Highly functional, state-of-the-art robotic hands could be within the grasp of Kiwi amputees if a British engineer realises his dream to make his technology affordable and accessible.

What began for Joel Gibbard as a university robotics assignment has become an international open-source project that combines the revolution of 3D printing with myoelectric prostheses - robotic hands.

He says the Dextrus hand he developed can be put together for less than $1000 and offers much of the functionality of a human hand, using electric motors and steel cables instead of muscles and tendons.

"I've always been fascinated by hands because of their intricacy and complexity," Mr Gibbard said.

"Prosthetics happens to be a highly productive outlet for this interest and enables me to help people while doing something that I love."

Mr Gibbard, who recently launched a crowd-funding bid, said the project was unique because of its price and method of manufacture.

"3D printing is ideal for prostheses because there's no change in cost with different volumes of production," he said.

"Prostheses will always have a relatively low demand which means mass production is not a feasible way of bringing the cost down."

He said most robotic hands typically required a lot of custom fitting and consultations with an orthopaedist, which could prove very expensive.

In Britain, a patient could expect to pay between 20,000 and 70,000 ($38,000 to $135,000), with the hand itself costing 7000 to 25,000.

New Zealand Artificial Limb Service chief executive Mervyn Monk said the cost of myoelectric prostheses had been arguably one of the reasons there was little of this technology in New Zealand.

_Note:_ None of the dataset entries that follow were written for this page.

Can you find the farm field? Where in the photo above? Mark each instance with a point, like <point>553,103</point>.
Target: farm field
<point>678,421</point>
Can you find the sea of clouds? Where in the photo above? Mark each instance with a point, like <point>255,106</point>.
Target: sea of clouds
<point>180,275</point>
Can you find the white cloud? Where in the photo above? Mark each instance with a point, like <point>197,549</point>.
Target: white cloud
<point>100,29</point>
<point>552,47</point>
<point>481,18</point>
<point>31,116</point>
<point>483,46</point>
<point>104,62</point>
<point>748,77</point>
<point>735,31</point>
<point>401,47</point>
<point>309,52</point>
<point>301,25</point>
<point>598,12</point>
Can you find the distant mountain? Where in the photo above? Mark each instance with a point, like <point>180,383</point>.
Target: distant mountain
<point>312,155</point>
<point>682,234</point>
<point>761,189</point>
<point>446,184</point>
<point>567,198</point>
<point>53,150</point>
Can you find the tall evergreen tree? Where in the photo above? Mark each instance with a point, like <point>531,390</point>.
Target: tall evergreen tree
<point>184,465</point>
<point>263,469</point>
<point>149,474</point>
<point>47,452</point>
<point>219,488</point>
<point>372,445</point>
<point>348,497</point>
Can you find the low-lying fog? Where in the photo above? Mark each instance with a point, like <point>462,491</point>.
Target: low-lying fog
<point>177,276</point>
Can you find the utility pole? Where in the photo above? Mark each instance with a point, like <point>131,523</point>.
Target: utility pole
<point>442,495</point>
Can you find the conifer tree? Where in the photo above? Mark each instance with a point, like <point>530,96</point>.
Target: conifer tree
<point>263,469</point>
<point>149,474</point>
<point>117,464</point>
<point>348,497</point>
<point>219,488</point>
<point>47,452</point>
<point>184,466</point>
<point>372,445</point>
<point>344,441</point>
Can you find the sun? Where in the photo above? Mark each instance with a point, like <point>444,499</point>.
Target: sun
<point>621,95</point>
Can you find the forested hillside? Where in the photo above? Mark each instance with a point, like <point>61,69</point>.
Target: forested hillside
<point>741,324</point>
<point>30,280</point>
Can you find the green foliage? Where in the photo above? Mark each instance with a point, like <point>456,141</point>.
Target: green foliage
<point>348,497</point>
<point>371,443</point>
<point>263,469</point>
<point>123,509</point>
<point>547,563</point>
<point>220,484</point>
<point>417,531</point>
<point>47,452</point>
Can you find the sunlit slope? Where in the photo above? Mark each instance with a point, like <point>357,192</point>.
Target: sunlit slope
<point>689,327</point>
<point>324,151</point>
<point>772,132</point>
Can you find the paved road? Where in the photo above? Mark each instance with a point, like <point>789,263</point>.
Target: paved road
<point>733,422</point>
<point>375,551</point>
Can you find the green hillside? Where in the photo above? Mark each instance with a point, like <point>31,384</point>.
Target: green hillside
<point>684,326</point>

ACC and the Ministry of Health funded most amputee artificial limb needs in New Zealand.

Mr Gibbard said no additional custom fitting was required to use the hand, but an existing "passive" prosthesis was needed.

"You then just connect the hand and wire the sensors up to your muscles."

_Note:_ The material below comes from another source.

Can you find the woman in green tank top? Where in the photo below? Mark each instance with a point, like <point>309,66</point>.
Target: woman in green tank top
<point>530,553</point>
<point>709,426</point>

So far, the project has gained attention in a range of countries including the US, Japan and Australia, and Mr Gibbard has had approaches from investors across the world.

He envisaged a few early adopters trying the hands initially, but eventually he plans to bring the devices to public health services.

"On the developer side of things, New Zealand has some world-class software developers, which have been internationally recognised, most notably through the work of Weta," he said.

"I'd love to draw on this and other expertise and use it to cultivate the open-source development of the project in New Zealand."

Fingertip technology

Electric motors and steel cables work in the battery-powered Dextrus hand in the way that muscles and tendons would in a human hand.

Its plastic, 3D-printed parts operate like bones, while a rubber coating acts as the skin, with all parts controlled by electronics to provide a natural movement.

The printing technology also enabled amputees to contribute to the design of their own hand.

It uses stick-on electrodes to read signals from remaining muscles which can control the hand, telling it to open or close.

The Dextrus also articulates each finger and thumb individually, allowing it to grasp different shapes and sizes with ease, while a feedback sensor in each finger means the technology is smart enough to know it has touched an object so it can stop closing or grip the object in place.